2° Cela va dépendre aussi de ce que vous trouvez sur le marché  à différents niveaux : potentiel, solvabilité, secteurs ou localisation géographique. Ces différents paramètres composant vos décisions d’investissements sur l’année et donc le portefeuille de l’année peuvent jouer de différentes manières par rapport au marché dans son ensemble mais aussi sur un secteur ou un pays précis. Le tout dépendant pour chaque élément du degré de gravité du problème. Par exemple, même dans des investissements diversifiés, vous pouvez avoir une composante technologique deux fois plus importante que la composante industrielle ou l’inverse. La vitesse de réalisation dépendant directement de la résolution du problème ou de la perception erronée du marché. Plusieurs éléments de marché vont donc vous donner de meilleures conditions que d’autres, influençant directement le résultat.

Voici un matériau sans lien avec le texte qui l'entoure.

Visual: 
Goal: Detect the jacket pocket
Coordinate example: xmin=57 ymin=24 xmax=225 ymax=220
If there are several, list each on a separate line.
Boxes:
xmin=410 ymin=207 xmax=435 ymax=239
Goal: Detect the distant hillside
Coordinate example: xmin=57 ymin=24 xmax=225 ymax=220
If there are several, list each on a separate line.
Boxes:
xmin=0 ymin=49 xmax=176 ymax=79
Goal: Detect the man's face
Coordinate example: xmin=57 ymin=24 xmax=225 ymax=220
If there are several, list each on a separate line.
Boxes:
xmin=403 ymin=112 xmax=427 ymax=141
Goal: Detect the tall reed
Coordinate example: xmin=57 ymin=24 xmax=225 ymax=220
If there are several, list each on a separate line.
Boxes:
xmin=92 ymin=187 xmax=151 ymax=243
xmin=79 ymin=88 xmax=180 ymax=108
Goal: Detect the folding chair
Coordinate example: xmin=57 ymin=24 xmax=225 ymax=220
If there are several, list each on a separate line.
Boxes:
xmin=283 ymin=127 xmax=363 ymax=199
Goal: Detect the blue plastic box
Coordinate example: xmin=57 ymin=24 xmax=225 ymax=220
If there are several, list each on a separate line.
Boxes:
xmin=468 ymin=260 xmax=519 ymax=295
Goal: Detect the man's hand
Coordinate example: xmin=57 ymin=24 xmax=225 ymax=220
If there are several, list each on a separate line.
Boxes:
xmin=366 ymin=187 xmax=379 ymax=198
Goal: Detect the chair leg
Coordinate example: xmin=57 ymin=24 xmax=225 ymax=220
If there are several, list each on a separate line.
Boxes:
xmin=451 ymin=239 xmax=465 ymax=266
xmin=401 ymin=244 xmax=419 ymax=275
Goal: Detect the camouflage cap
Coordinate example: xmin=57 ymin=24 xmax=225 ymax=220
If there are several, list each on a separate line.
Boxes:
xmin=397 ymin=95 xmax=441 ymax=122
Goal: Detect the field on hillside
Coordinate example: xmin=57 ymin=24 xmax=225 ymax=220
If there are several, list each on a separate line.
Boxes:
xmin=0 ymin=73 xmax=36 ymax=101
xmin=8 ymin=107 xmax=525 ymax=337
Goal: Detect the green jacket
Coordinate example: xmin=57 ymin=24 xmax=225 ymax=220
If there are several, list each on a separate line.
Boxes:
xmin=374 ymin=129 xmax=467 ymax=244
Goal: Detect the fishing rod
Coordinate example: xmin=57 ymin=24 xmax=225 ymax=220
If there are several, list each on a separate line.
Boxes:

3° Cela va dépendre aussi de votre capacité à capter toutes les occasions qui se présentent, et donc des liquidités dont vous disposez à tout moment pour acheter des sociétés qui correspondent à vos critères.

Voici donc les 3 points principaux que nous avons relevés jusqu’à présent. Nous pensons que le suivi statistique de notre portefeuille est loin de nous avoir tout dévoilé sur le sujet et nous pensons qu’il sera passionnant de découvrir ce qu’il nous dévoilera à l’avenir.